Saturday, 28 February 2015

Compiler



COMPILER
A compiler is a special program that processes statements written in a particular programming language and turns them into machine language or "code" that a computer's processor uses.
A programmer writes language statements in a language such as C++ or Cone line at a time using an editor  The file that is created contains what are called the source statements .

The programmer then runs the appropriate language compiler, specifying the name of the file that contains the source statements.
A program that translates source code into object code. The compiler derives its name from the way it works, looking at the entire piece of source code and collecting and reorganizing the instructions (set of instructions). Thus, a compiler differs from an interpreter, which analyzes and executes each line of source code in succession, without looking at the entire program.

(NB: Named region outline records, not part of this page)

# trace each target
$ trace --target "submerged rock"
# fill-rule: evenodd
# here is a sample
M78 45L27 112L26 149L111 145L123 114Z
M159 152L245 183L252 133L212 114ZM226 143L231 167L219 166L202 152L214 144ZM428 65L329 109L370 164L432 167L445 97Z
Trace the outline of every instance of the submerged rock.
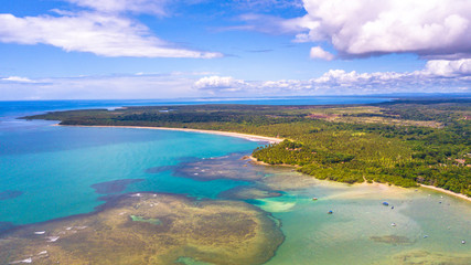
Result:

The advantage of interpreters is that they can execute a program immediately. Compilers require some time before an executable program emerges. However, programs produced by compilers run much faster than the same programs executed by an interpreter.
A compiler can broadly be divided into two phases based on the way they compile.

Analysis Phase

Analysis is a front-end of the compiler, the analysis phase of the compiler reads the source program, divides it into core parts and then checks for lexical, grammar and syntax errors. The analysis phase generates an intermediate representation of the source program and symbol table, which should be fed to the Synthesis phase as input.


Synthesis Phase

Synthesis is the back-end of the compiler; the synthesis phase generates the target program with the help of intermediate source code representation and symbol table.
A compiler can have many phases and passes.
·         Pass: A pass refers to the traversal of a compiler through the entire program.
·         Phase: A phase of a compiler is a distinguishable stage, which takes input from the previous stage, processes and yields output that can be used as input for the next stage. A pass can have more than one phase.

Some sort of intermediate code is often produced before generating actual machine code. The benefits of this are
  1. it is easier to generate more abstract code, not bothering too much about things like register allocations,
  2. optimization independent to machine architecture can be done and
  3. compiler bugs can be spotted more easily.

Compilers has a function of translate source code into object code, which is unique for each type of computer, many compilers are available for the same language. For example, there is a FORTRAN compiler for Personal computer and another for Apple Macintosh computers.
In addition, the compiler industry is quite competitive, so there are actually many compilers for each language on each type of computer. More than a dozen companies develop and sell Ccompilers for the PC.

Running of a Compiler
Compiler can be executing (running) into the parser, the compiler first parses (or analyzes)
In this parses all of the language statements syntactically one after the other and then, in one or more successive stages or "passes", builds the output code, making sure that statements that refer to other statements are referred to correctly in the final code.

Traditionally, the output of the compilation has been called object code or sometimes an object module. (Note that the term "object" here is not related to object-oriented programming) The object code is machine code that the processor can process or "execute" one instruction at a time.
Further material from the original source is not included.